Walton noted that the SEC would seek the “full amount of the reimbursement that is required by the statute,” and not just the amount of additional compensation the CEO or CFO may have received as a result of the misconduct. He pointed to two recent SEC settlements, Granite Construction and Synchronoss Technologies, in which the SEC clawed back more than $1 million in bonuses and stock-sale profits from the companies’ respective CEOs. In the Granite case, announced last month, the commission also forced two former CFOs to return bonus compensation in a reporting fraud case.
The enforcement tool is not new, but Christian Schultz, a partner at Arnold & Porter Kaye Scholer who left the SEC in March, said the Biden administration’s approach to SOX 304 is more aggressive than in the past. Previous administrations’ discussions about the clawback provision often focused on bonuses an executive earned as a result of the misconduct, rather than all incentive-based pay earned in the year following a fraudulent filing.
“Enforcement is taking a closer look at gatekeepers, and in this context, that would be compliance personnel and senior legal personnel.

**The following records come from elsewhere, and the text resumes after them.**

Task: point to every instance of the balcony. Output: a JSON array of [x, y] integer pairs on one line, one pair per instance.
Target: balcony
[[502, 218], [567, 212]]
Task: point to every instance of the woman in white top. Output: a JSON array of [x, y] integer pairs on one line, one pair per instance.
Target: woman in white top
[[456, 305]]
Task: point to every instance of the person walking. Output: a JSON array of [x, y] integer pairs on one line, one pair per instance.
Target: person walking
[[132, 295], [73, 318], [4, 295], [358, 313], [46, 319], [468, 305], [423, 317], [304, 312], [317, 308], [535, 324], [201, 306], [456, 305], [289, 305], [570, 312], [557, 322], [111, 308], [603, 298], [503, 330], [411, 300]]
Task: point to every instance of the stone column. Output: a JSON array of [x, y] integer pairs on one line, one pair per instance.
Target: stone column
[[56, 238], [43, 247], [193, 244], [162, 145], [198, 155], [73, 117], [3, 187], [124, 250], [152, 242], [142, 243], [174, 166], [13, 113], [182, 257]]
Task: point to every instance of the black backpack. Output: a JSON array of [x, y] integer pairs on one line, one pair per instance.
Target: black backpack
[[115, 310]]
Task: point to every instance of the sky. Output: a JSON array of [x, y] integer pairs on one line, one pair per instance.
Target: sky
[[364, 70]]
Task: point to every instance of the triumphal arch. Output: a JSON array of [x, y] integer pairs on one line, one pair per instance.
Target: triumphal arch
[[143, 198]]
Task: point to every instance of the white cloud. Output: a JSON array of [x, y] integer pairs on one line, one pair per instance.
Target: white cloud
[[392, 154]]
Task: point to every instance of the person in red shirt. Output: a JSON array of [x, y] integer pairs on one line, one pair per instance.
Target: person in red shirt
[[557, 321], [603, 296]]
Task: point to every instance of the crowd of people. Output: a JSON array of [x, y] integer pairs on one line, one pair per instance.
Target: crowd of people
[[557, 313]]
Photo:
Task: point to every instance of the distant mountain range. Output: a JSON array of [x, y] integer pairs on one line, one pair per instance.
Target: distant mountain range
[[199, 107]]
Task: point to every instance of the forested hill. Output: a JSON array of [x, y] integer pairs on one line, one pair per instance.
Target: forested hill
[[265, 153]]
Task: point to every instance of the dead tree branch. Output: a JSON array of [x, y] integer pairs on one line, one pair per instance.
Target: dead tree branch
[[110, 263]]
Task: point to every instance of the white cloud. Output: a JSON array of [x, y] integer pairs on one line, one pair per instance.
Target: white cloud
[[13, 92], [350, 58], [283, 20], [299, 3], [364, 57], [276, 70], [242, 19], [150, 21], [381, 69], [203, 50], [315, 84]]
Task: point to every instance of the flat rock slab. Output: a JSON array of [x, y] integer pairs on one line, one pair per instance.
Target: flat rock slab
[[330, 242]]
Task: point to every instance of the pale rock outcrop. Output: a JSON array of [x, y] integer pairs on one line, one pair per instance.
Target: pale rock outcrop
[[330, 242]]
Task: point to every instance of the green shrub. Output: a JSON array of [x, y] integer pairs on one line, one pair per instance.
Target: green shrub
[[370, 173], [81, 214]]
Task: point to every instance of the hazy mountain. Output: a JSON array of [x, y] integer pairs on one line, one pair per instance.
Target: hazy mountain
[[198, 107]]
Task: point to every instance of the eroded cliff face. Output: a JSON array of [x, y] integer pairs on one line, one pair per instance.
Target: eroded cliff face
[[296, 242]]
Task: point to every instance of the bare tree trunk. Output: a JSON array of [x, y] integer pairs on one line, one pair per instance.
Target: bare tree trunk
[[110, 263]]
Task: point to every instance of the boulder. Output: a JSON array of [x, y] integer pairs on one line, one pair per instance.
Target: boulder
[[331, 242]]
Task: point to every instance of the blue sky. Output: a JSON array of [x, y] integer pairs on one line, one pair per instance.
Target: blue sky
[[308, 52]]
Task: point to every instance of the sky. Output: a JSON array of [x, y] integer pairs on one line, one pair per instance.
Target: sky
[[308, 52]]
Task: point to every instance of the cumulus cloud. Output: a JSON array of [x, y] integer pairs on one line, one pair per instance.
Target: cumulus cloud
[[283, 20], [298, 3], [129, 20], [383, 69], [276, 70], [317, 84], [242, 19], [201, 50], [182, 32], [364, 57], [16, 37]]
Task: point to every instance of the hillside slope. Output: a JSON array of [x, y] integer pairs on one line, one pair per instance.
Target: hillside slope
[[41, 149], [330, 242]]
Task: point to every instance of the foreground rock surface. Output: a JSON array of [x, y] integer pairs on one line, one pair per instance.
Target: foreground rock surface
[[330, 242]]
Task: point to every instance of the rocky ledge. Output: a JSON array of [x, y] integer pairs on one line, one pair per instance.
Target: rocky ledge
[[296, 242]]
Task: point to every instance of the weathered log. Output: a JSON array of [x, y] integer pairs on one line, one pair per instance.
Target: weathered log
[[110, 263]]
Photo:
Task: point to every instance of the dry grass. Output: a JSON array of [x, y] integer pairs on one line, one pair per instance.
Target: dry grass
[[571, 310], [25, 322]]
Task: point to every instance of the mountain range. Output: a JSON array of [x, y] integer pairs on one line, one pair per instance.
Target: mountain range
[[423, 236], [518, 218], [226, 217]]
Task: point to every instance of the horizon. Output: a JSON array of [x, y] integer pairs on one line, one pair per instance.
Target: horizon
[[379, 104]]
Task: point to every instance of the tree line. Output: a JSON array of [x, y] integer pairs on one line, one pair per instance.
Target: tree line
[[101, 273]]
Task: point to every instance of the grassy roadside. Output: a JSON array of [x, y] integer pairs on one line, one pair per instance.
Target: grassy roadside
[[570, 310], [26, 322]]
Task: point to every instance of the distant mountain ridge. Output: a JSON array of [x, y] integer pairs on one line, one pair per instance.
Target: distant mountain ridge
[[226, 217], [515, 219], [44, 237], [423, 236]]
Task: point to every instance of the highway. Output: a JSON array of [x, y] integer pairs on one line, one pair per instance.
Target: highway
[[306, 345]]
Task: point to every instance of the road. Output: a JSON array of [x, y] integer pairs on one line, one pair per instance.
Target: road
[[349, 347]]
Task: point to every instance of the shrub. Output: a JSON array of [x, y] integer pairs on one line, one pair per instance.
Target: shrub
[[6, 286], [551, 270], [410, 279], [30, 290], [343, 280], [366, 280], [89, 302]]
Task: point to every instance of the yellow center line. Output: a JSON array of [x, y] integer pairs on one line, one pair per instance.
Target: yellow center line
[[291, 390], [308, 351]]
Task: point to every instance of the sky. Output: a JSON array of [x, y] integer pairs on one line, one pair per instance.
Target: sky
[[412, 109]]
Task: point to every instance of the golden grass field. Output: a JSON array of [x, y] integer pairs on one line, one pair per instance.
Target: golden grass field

CEOs and CFOs, who are most at risk for the SOX 304 clawback, need to ensure that they have strong leadership in compliance, risk management, and in their legal department to ensure they’re thinking carefully and deliberately about the policies and the controls that are being put in place,” Schultz said.
Companies and their executives should undertake proactive risk assessments to ensure they can demonstrate to the SEC that compliance is taken seriously and controls are in place to prevent misconduct. “Enforcement is trying to send a very clear message that they‘re going to be looking at the leadership of a company,” said Arnold & Porter partner Jane Norberg, a former head of the SEC whistleblower office. “They’re looking at the tone set from the top and whether leadership has put proper controls in place—and if they haven’t, they’re going to go after the leadership.”